Observation data Epoch J2000 Equinox ICRS
- Constellation: Columba
- Right ascension: 05^{h} 39^{m} 38.94103^{s}
- Declination: −34° 04′ 26.7950″
- Apparent magnitude (V): 2.645

Characteristics
- Spectral type: B9Ve or B7 IV
- U−B color index: −0.44
- B−V color index: −0.125
- R−I color index: −0.09
- Variable type: γ Cas?

Astrometry
- Radial velocity (R_{v}): +35.0 km/s
- Proper motion (μ): RA: −1.58 mas/yr Dec.: −24.82 mas/yr
- Parallax (π): 12.48±0.36 mas
- Distance: 261 ± 8 ly (80 ± 2 pc)
- Absolute magnitude (M_{V}): −1.87

Details
- Mass: 4.5 M_{☉}
- Radius: 7±0.14 R_{☉}
- Luminosity: 3,311 L_{☉}
- Surface gravity (log g): 3.5±0.04 cgs
- Temperature: 12,200±122 K
- Rotational velocity (v sin i): 176 km/s
- Age: 93 Myr
- Other designations: Phact, α Col, NSV 2549, CD−34 2375, CPD−34 703, FK5 215, GC 7078, HD 37795, HIP 26634, HR 1956, SAO 196059, PPM 281732, CCDM J05396−3404 A

Database references
- SIMBAD: data

= Alpha Columbae =

Star in the constellation Columba

Alpha Columbae is a third magnitude star in the southern constellation of Columba. It has the proper name Phact (/'fækt/); Alpha Columbae is the Bayer designation, which is Latinized from α Columbae. This star has an apparent visual magnitude of 2.6, making it the brightest member of Columba. Based upon parallax measurements made during the Hipparcos mission, Alpha Columbae is located at a distance of around 261 ly.

== Nomenclature ==
α Columbae, Latinized to Alpha Columbae, is the star's Bayer designation. It is abbreviated Alpha Col or α Col.
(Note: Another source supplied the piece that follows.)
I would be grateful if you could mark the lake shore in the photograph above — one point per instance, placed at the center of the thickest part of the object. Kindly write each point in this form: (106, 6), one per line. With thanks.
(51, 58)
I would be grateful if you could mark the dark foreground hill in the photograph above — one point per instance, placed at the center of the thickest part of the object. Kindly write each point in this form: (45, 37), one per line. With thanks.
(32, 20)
The traditional name of Phact (also rendered Phad, Phaet, Phakt) derives from the Arabic فاختة fākhitah 'ring dove'. It was originally applied to the constellation Cygnus and later transferred to this star. The etymology of its name hadāri (unknown meaning) has also been suggested. In 2016, the International Astronomical Union organized a Working Group on Star Names (WGSN) to catalog and standardize proper names for stars. The WGSN's first bulletin of July 2016 included a table of the first two batches of names approved by the WGSN; which included Phact for this star.

In Chinese, 丈人 (Zhàng Rén), meaning Grandfather, refers to an asterism consisting of α Columbae and ε Columbae. Consequently, α Columbae itself is known as 丈人一 (Zhàng Rén yī, the First Star of Grandfather). From this Chinese name, the name Chang Jin has appeared.

== Properties ==
This is believed to be a solitary star, although it has a faint optical companion at an angular separation of 13.5 arcseconds, making it a double star. The stellar classification of Alpha Columbae is B9Ve, matching a B-type main-sequence star. The spectrum shows it to be a Be star surrounded by a hot gaseous disk, which is generating emission lines because of hydrogen recombination. Like most if not all such stars, it is rotating rapidly with a projected rotational velocity of 176 km s^{−1}. The azimuthal equatorial velocity may be 457 km s^{−1}. It is a suspected Gamma Cassiopeiae type (GCAS) variable star, with its apparent magnitude varying from 2.62^{m} to 2.66^{m}.